Auch Mira, Lisa, Alina und Desron zeigten sich wegen der aktuellen Ereignisse besorgt – und fanden deutliche Worte dafür. „Im Januar ist schon so viel Mist passiert“, sagte Lisa, die an der Universität Hohenheim studiert. „Die Demokratie hat einen Merz-Infarkt“, steht auf ihrem Plakat. Die 22-jährige Alina hat inzwischen Angst um Freunde, die keinen deutschen Pass haben oder aufgrund ihrer sexuellen Orientierung fürchten müssen, angefeindet zu werden. „Wir müssen ein Zeichen setzen“, sagte die 24-jährige Mira, ebenfalls Studentin in Hohenheim. „Und zeigen, dass wir viele sind.“
Sogar die ganz Kleinen hatten Plakate gebastelt. Ronja aus Stuttgart brachte ihre fünfjährige Tochter zur Demo mit, die ihr buntes Plakat mit Glitzer und Federn drauf in die Höhe hielt. Sogar einen Luftballon hatte sie dafür auseinandergeschnippelt und drauf geklebt. Ihrer Mama war es wichtig, dass die Kleine mitbekommt, dass so viele verschiedene Menschen friedlich zusammenkommen können. „Meine Tochter hat Migrationshintergrund“, sagte die 33-Jährige. „Ich will, dass sie weiß, dass sie kein Mensch zweiter Klasse ist.“
Auf der Bühne wiesen Rednerinnen und Redner auf die Bedeutung von Menschenrechten hin und sprachen sich für Zusammenhalt und den Schutz der Demokratie aus. Dass ausgerechnet die Naturschutzorganisation BUND zur Demonstration gegen den Rechtsruck aufgerufen hatte, erklärte die Landesvorsitzende Sylvia Pilarsky-Grosch so: „Nur im Rechtsstaat können Umwelt und Natur geschützt werden.“ Durch Rechtspopulismus und die Missachtung des Rechtsstaats seien die Würde des Menschen und seiner Lebensgrundlage massiv bedroht.
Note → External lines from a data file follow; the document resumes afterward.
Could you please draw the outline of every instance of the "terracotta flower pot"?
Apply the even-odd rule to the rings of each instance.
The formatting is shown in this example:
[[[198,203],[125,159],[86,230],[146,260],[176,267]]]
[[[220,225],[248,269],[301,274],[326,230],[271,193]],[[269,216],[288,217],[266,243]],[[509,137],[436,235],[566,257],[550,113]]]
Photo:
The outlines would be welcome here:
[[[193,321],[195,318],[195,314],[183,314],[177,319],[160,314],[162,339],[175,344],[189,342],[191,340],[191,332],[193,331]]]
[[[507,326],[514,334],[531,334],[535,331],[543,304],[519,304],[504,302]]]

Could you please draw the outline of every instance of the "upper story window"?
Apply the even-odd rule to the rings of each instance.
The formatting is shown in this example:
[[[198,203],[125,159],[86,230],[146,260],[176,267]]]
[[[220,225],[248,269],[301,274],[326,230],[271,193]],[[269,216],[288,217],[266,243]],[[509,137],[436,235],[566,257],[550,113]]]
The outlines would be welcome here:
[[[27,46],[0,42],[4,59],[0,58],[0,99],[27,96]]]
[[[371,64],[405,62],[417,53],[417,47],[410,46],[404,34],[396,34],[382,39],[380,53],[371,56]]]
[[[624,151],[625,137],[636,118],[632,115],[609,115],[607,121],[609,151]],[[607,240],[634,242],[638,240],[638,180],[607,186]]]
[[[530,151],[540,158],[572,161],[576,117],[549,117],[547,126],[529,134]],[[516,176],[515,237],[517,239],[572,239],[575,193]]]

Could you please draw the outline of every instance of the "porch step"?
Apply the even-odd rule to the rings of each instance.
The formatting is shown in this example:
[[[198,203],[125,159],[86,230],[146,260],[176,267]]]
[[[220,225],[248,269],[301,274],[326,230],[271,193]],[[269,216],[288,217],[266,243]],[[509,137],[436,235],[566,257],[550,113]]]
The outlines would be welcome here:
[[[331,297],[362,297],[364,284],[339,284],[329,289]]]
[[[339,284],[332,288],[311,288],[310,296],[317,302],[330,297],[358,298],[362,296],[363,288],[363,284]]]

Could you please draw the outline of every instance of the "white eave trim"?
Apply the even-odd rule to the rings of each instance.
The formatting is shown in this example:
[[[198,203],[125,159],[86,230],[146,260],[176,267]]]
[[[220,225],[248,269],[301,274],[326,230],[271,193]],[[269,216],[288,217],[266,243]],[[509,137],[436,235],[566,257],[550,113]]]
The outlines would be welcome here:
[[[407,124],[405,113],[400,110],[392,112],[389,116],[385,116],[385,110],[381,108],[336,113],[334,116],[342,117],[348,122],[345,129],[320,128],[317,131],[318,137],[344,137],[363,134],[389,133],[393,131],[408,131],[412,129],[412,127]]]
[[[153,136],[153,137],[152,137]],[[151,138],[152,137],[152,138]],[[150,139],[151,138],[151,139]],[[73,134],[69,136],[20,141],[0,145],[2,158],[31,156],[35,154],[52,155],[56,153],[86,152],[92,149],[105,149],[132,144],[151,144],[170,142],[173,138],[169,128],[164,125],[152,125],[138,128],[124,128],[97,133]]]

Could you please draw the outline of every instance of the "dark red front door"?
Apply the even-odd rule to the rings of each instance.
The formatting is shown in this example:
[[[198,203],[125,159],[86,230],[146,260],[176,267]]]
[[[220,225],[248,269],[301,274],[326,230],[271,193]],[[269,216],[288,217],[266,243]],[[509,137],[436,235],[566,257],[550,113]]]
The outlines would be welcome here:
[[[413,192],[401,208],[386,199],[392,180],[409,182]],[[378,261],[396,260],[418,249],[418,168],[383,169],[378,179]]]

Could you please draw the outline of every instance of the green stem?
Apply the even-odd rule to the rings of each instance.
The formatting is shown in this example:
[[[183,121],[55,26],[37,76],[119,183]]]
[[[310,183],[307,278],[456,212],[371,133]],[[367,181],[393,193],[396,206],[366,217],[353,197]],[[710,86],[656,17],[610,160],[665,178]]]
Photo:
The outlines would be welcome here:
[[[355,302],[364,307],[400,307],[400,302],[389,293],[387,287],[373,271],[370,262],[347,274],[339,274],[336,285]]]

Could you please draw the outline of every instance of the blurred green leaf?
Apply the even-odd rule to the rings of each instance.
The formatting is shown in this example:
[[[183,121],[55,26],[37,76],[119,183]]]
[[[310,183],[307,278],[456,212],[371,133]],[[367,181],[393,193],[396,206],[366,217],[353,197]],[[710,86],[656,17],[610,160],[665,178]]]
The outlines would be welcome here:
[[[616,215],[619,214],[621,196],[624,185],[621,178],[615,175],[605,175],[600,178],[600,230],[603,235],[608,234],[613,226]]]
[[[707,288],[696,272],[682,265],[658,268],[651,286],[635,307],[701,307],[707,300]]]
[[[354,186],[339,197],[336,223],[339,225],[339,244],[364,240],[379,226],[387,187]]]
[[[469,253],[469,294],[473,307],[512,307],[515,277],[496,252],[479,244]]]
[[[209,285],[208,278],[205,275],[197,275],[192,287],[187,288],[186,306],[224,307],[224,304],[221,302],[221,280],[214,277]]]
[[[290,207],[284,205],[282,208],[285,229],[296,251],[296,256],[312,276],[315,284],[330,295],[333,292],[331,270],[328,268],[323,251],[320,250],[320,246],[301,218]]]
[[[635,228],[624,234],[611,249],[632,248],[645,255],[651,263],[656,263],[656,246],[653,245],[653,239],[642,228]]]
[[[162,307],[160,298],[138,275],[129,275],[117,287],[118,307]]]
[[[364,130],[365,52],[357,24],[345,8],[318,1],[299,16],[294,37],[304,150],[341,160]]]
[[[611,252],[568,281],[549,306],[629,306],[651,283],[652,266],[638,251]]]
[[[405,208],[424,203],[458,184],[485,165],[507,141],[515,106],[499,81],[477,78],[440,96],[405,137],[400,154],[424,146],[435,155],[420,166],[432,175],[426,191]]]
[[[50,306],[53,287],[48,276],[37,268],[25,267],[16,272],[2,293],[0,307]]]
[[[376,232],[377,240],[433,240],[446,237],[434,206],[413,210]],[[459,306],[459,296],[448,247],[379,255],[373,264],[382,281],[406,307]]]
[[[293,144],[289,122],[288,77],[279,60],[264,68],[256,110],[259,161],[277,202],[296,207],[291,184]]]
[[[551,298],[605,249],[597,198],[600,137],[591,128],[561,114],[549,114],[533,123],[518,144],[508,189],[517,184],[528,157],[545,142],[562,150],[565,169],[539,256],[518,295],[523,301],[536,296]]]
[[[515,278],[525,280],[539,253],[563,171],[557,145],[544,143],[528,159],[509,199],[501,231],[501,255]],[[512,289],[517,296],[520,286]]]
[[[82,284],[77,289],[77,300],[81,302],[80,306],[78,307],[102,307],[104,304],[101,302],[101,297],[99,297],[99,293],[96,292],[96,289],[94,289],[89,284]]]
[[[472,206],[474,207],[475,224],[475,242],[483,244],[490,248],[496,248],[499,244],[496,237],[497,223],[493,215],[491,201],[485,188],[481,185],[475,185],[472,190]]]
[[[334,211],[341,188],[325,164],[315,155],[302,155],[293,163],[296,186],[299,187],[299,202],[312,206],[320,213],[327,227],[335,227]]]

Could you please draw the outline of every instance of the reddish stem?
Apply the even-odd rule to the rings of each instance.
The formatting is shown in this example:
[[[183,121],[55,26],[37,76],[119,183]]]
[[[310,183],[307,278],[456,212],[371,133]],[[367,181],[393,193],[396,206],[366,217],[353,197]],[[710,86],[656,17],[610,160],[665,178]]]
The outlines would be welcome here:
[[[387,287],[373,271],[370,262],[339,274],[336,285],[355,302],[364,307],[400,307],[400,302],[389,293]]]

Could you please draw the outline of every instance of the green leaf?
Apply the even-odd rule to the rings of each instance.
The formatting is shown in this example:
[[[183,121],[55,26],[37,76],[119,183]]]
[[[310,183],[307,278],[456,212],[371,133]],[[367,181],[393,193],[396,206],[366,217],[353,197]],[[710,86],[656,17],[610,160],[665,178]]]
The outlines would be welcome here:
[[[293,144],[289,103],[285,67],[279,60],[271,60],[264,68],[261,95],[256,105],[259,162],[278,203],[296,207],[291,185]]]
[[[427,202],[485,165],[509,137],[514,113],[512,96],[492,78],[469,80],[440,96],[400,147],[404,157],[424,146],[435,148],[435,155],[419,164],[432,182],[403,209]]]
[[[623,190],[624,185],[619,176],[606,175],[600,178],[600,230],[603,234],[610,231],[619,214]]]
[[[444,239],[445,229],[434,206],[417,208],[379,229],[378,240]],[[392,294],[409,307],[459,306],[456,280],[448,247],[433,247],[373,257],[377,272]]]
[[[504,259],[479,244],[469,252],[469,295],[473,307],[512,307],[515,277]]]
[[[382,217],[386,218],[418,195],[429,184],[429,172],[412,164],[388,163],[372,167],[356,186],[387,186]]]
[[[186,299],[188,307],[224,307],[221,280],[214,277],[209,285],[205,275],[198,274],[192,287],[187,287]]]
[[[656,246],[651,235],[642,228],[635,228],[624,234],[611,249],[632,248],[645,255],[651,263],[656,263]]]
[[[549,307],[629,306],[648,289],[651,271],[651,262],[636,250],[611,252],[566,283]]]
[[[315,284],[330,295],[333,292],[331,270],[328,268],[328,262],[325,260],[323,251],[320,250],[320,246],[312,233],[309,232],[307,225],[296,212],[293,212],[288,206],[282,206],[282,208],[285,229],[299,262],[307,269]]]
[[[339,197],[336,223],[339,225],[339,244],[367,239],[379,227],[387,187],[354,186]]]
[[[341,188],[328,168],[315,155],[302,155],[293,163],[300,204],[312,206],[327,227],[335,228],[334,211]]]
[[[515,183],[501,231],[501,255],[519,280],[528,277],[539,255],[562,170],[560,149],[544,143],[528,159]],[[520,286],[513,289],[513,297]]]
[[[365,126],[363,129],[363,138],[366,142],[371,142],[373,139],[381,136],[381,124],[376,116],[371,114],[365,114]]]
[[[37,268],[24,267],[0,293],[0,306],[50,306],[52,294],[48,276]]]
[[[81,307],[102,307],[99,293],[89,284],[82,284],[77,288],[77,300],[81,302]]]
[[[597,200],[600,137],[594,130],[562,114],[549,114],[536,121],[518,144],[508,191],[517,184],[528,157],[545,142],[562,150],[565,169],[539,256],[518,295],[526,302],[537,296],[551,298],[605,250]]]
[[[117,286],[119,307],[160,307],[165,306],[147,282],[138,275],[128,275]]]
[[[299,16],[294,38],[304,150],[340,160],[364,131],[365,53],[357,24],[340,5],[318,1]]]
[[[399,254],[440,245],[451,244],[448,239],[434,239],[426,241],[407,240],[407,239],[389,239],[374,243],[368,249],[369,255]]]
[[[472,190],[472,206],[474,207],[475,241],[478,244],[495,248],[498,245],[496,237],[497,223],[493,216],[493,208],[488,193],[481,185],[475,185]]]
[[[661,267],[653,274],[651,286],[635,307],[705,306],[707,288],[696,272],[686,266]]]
Furkan Yüksel, der als Bildungsreferent zu Antisemitismus und Rassismus arbeitet, stand vor einem Jahr schon mal bei einer Demonstration vor der Bühne. „Wir leben immer noch in einer Gesellschaft, in der man sich eher die Frage stellt, wie man rechtsextreme Wähler zurückgewinnt, als zu fragen, wie man Betroffene von Rechtsextremismus schützen kann“, sagte er. Und fügte hinzu: „Das muss sich ändern.“
„Unser Kreuz hat keine Haken“
Auch Vertreter der Kirchen äußerten sich auf der Bühne. „Unser Kreuz hat keine Haken“, sagte Karin Schieszl-Rathgeb, Ordinariatsrätin Diözese Rottenburg-Stuttgart. Kai Burmeister, Vorsitzender des DGB im Land, appellierte an alle in der CDU: „Sie haben Verantwortung in diesem Land. Bekennen sie sich zur Brandmauer und seien sie nicht Brandstifter.“
Zwischendrin sang der Musiker Patrick Bopp mit der bunten Meute Lieder wie „Bella Ciao“ und animierte dabei alle, mitzumachen – egal, ob sie singen können oder nicht. Und das Publikum sang.
„Den Menschen ist wichtig, Zusammenhalt zu spüren“, sagte die BUND-Landessvorsitzende Sylvia Pilarsky-Grosch unserer Zeitung am Rande der Demonstration. Angemeldet hatte der BUND ursprünglich 3000 Teilnehmer – vor nicht einmal einer Woche. Sie findet es super, dass so viele gekommen sind. Wenn in Freiburg und Tübingen viele Menschen für die Demo zusammen kommen würden, müsse man in Stuttgart zeigen: „Zentral kriegen wir auch was hin“.